What's the best way to clean vinyl records?


I'am getting into vinyl and have been reading about cleaning records with everything form soap and water,Wendix, expensive cleaners at $250, spin machines to machines that coast over $5000. I have about 300 to 400 records from the 70s they all need care. I'am looking for a safe way to clean records,not at a coast that doesn't make sense. What are your suggestions.
h20wings

Showing 4 responses by whart

To Ebuzz: once i am able to effectively clean a record, I don't see a need to repeatedly re-clean it. In fact, as Doug pointed out, leaving any fluid/residue on the record- a risk in cleaning- makes things far worse than just leaving the record alone. So, I avoid recleaning at this point as a matter of routine, but as my cleaning methods have improved, I have recleaned a number of records- some which I thought were irretrievably compromised by groove damage were in fact contaminated by a combination of ground-in pollutants, and glued firmly into place by tar from cigarettes, previous record cleaning by earlier owners (I buy mostly older pressings), etc.

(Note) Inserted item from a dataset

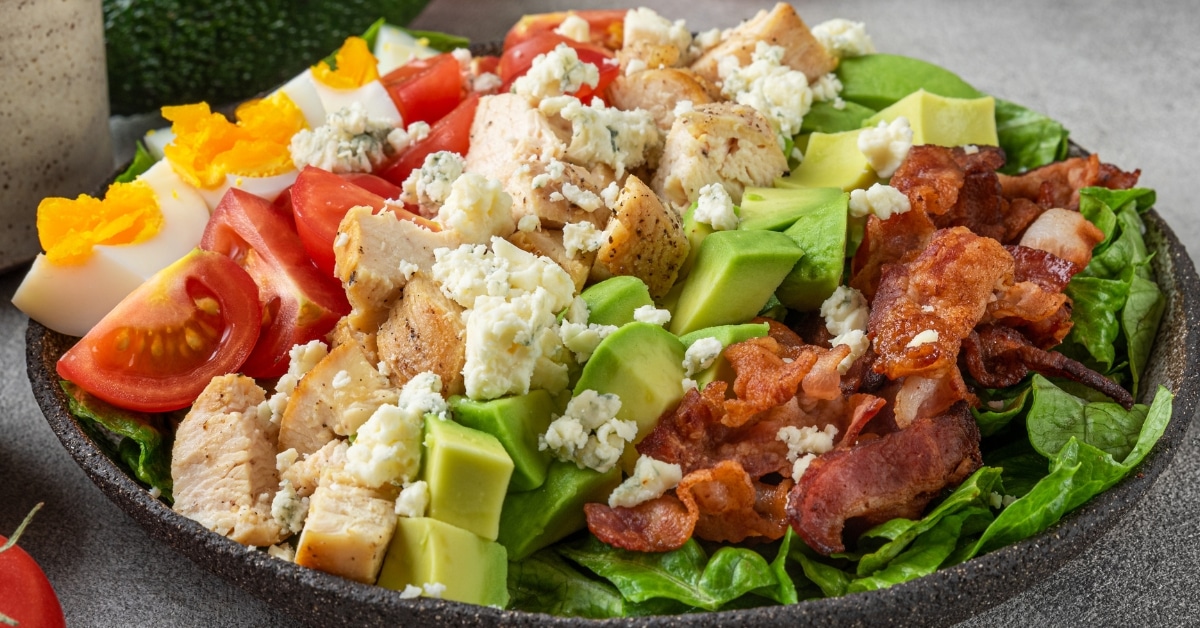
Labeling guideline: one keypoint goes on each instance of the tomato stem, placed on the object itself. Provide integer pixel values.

The most effective 'cheap' solution I have found is AIVS No. 15 -agitate, soak, vacuum, followed by lab water/vacuum. (A VPI 16.5 will do yeoman's work here and is effective).

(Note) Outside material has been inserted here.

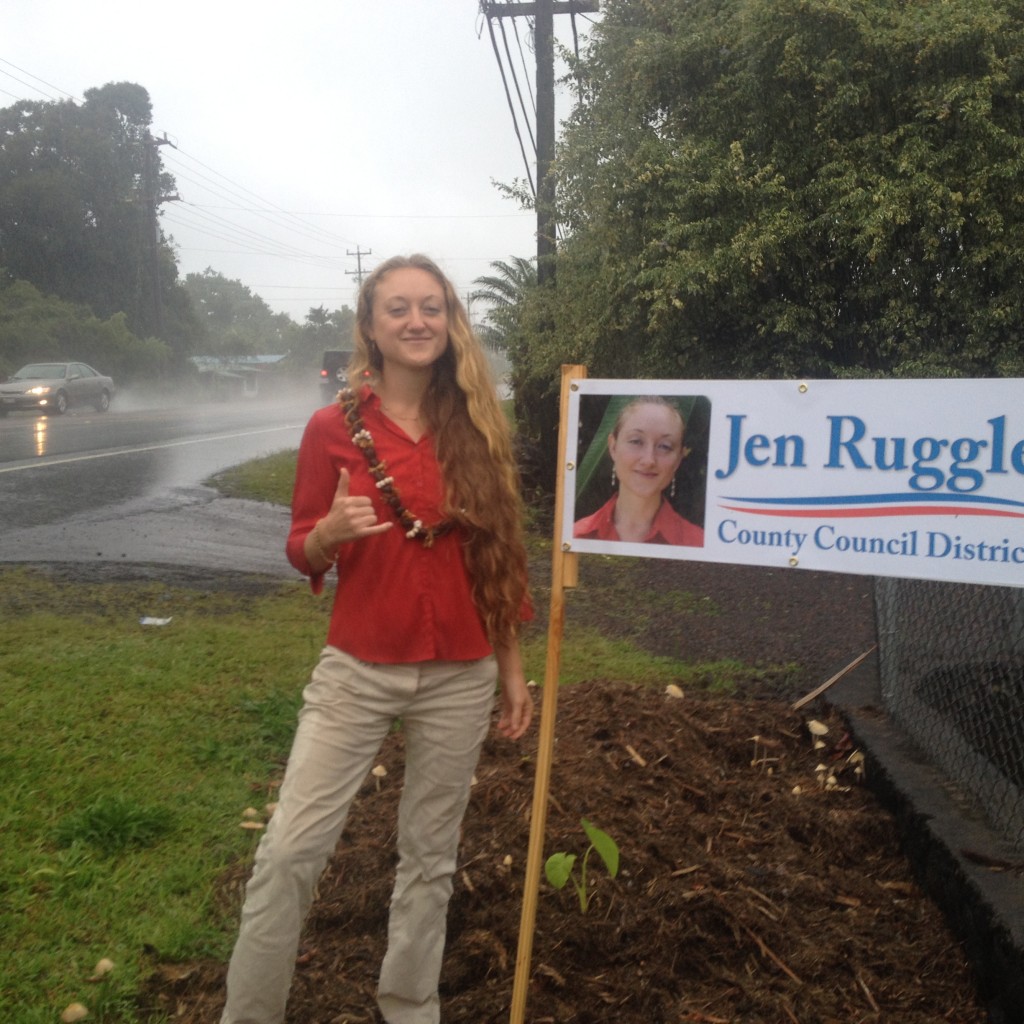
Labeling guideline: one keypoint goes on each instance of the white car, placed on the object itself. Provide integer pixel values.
(54, 387)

I've been using a lot of different methods lately, and multiple steps/approaches yield improvements for compromised records. Currently using the big Monks and the KL with reagent water. Cleaning fluids on the Monks vary, depending on a variety of factors.
Doug, have you tried Syntax's 'reverse clean' (my term, not his) ? Ultrasonic wash, then plopping on the Monks for a point nozzle dry? Extremely effective on problem records.
BPoletti- yes, probably more. But, I think you'll agree, that there are
probably that many different methods, approaches and favorite machines,
fluids and different combinations of steps or sequences. I never used the
DiscDoctor, from what I gather, it requires multiple rinses, and several
plays, according to the manufacturer (at least with the Miracle Cleaner, not
the one-step) , before optimal results are achieved.
In the fluid world, I have used enzymes (from Walker as well as AIVS,
which cut my work time in 1/2), along with a variety of other fluids I'm
playing with now (Monks, the TM-8 reboot of the old Torumat, and Hannl,
among others). Everybody seems to have their favorite. I have found the
enzyme cleaners to be very effective if followed by a pure water rinse.
B Poletti, when you say 'no second rinse,' I take that to mean you are doing a rinse step with water after the DD, just not multiple rinse steps, right?
Doug- the methods seem to work synergistically. I know people who swear by ultrasonic alone, but suspect that their records are already pretty immaculate and they are just going for that extra dimension in sound that comes from an ultrasonic clean. Me, on the other hand- I’m dealing with 45+ year old records that have not been properly cleaned, if at all, often seem to have some sort of sludge or other contaminant, and ultrasonic alone proved ineffective to completely remove this ’stuff’ (some of which I suspect is cigarette or cooking fumes, as well as stuff that may have been put on the vinyl at some put to give it a sheen or perhaps to reduce surface noise). In any event, I have succeeded in salvaging a number of records I would have ordinarily written off as a lost cause, some quite valuable or difficult to find. On the other hand, just using the Monks alone, which gives a very good result with few of the drawbacks of a wand machine-- deeper, more effective vacuum in my estimation, no static and far less fuss in terms of cleaning the vacuum contact area-- still seems to lack that final ’finish’ that the ultrasonic provides. And, the question i had posed to you-- better late than never-- was reversing the process by washing in US and vac drying on the point nozzle. I have been advocating a used Loricraft plus a DIY US machine for this purpose at far lower cost than the Monks + KL. (The Audio Desk doesn’t permit you to remove the record between wash and dry cycles; though you can easily do that on the current KL, the manufacturer recommends against it because it can apparently wet the electronics in the machine). There is also a less expensive Monks now which I haven’t tried.
So, DIY ultrasonic plus a point nozzle (Monks or Loricraft) can not only be more cost effective, but possibly, more effective in result.  I still use the AIVS No. 15 plus lab water on the vacuum machine side, but frankly, I get the same results on the Monks using the Hannl fluid that Syntax recommended followed by a lab water rinse. I think it has to do with the point nozzle’s effectiveness, and less to do with the fluid. But, whatever machines and fluids used on the vacuum side, it seems like the combination of methods works extremely well for me. And though I’m not terribly patient, I can get a good work-flow going; the Monks is actually quicker than you’d think, and the ultrasonic takes time too, though less labor intensive, so I’m running both machines simultaneously. Enough! You get the point. Thanks for responding.